Yom Kippur is one of the most important, if not the most important, Jewish holidays of the year. Known as the Day of Atonement, Yom Kippur comes after the 10 Days of Awe, which is the period that begins with Rosh Hashanah and ends with Yom Kippur. During the Days of Awe, Jews reflect on the year that's passed and make amends for any wrongdoings they've committed.
Each year, the holiday falls on the 10th day of the Jewish month of Tishrei. This year, Yom Kippur begins at sundown on September 27.
A major aspect of Yom Kippur is the process of confessing and atoning for your sins of the past year. The process of doing this is called teshuva, which means "to turn" in Hebrew. "We turn inward to see where we have missed the mark; we turn outward to dear family and friends, offering them words of remorse and reconciliation; and we turn away from bad habits and try to make better, healthier choices," writes Rabbi Sara Y. Sapadin.
The key ideals during Yom Kippur are repentance, reflection, and renewal. One way in which Jews practice these ideals is through fasting. Fasting on Yom Kippur is a mitzvah, or commandment. Jews begin fasting on erev Yom Kippur, or just before sunset on Yom Kippur, and end after night falls the next day. The idea behind the fast is that nothing shall pass your lips but prayer and your apologies for the wrongdoings you have committed during the past year.

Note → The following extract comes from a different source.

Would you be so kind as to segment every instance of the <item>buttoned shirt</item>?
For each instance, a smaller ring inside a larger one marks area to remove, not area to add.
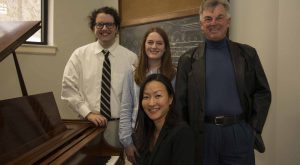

On Yom Kippur, Jews attend synagogue services to celebrate the holiday with their communities. Often Jews attend an evening service called Kol Nidre as Yom Kippur begins, and many spend the entire next day in services and in prayer. The shofar, a horn, is blown during the services, and songs are sung by the congregation.
The customary greeting is "L’Shana tova tikateivu," which is a wish for a happy year to come and that your life may be inscribed in the Book of Life.